Poster
in
Workshop: The Symbiosis of Deep Learning and Differential Equations
Enhancing the trainability and expressivity of deep MLPs with globally orthogonal initialization
Hanwen Wang · Paris Perdikaris
Multilayer Perceptrons (MLPs) defines a fundamental model class that forms the backbone of many modern deep learning architectures. Despite their universality guarantees, practical training via stochastic gradient descent often struggles to attain theoretical error bounds due to issues including (but not limited to) frequency bias, vanishing gradients, and stiff gradient flows. In this work we postulate that many of such issues find origins in the initialization of the network's parameters. While the initialization schemes proposed by Glorot {\it et al.} and He {\it et al.} have become the de-facto choices among practitioners, their goal to preserve the variance of forward- and backward-propagated signals is mainly achieved by assumptions on linearity, while the presence of nonlinear activation functions may partially destroy these efforts. Here, we revisit the initialization of MLPs from a dynamical systems viewpoint to explore why and how under these classical scheme, the MLP could still fail even at the beginning.
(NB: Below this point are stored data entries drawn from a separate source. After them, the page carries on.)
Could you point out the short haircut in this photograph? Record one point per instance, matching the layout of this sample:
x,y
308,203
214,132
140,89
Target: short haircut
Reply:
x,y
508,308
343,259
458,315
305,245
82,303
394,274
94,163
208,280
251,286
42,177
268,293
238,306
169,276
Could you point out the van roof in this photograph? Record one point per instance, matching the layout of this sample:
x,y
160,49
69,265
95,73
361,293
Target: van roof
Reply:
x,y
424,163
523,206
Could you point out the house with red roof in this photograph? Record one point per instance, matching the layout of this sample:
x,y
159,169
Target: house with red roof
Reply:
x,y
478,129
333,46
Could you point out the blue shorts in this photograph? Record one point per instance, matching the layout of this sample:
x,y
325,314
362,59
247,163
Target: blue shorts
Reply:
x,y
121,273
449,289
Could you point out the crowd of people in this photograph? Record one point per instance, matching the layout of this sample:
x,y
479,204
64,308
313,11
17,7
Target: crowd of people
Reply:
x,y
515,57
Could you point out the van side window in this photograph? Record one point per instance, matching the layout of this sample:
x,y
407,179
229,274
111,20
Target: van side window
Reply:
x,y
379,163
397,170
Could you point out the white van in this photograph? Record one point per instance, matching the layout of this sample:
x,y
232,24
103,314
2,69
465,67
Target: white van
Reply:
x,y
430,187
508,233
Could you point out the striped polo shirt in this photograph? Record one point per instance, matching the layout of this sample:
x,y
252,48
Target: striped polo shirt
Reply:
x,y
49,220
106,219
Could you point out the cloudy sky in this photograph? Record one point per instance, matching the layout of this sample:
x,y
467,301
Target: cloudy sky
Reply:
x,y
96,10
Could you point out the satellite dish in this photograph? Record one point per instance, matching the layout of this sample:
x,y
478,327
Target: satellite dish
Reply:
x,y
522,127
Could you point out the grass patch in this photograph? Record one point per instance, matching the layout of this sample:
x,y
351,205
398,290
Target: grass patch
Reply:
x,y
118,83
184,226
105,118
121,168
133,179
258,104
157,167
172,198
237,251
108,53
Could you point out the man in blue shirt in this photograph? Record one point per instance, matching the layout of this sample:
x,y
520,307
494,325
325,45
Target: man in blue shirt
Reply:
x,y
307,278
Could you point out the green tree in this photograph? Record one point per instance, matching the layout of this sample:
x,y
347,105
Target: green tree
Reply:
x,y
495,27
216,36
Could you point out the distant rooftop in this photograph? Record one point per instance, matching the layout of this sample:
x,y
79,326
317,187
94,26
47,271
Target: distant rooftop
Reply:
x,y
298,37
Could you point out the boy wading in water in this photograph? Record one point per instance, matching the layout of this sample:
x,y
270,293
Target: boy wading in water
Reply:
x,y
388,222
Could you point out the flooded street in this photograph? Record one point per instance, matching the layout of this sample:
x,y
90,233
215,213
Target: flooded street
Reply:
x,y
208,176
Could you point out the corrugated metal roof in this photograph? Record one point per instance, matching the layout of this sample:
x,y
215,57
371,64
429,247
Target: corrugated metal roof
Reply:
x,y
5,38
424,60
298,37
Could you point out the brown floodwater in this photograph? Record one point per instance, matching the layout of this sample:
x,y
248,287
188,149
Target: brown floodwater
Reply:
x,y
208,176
Drawing inspiration from classical numerical methods for differential equations that leverage orthogonal feature representations, we propose a novel initialization scheme that promotes orthogonality in the features of the last hidden layer, ultimately leading to more diverse and localized features. Our results demonstrate that network initialization alone can be sufficient in mitigating frequency bias and yields competitive results for high-frequency function approximation and image regression tasks, without any additional modifications to the network architecture or activation functions.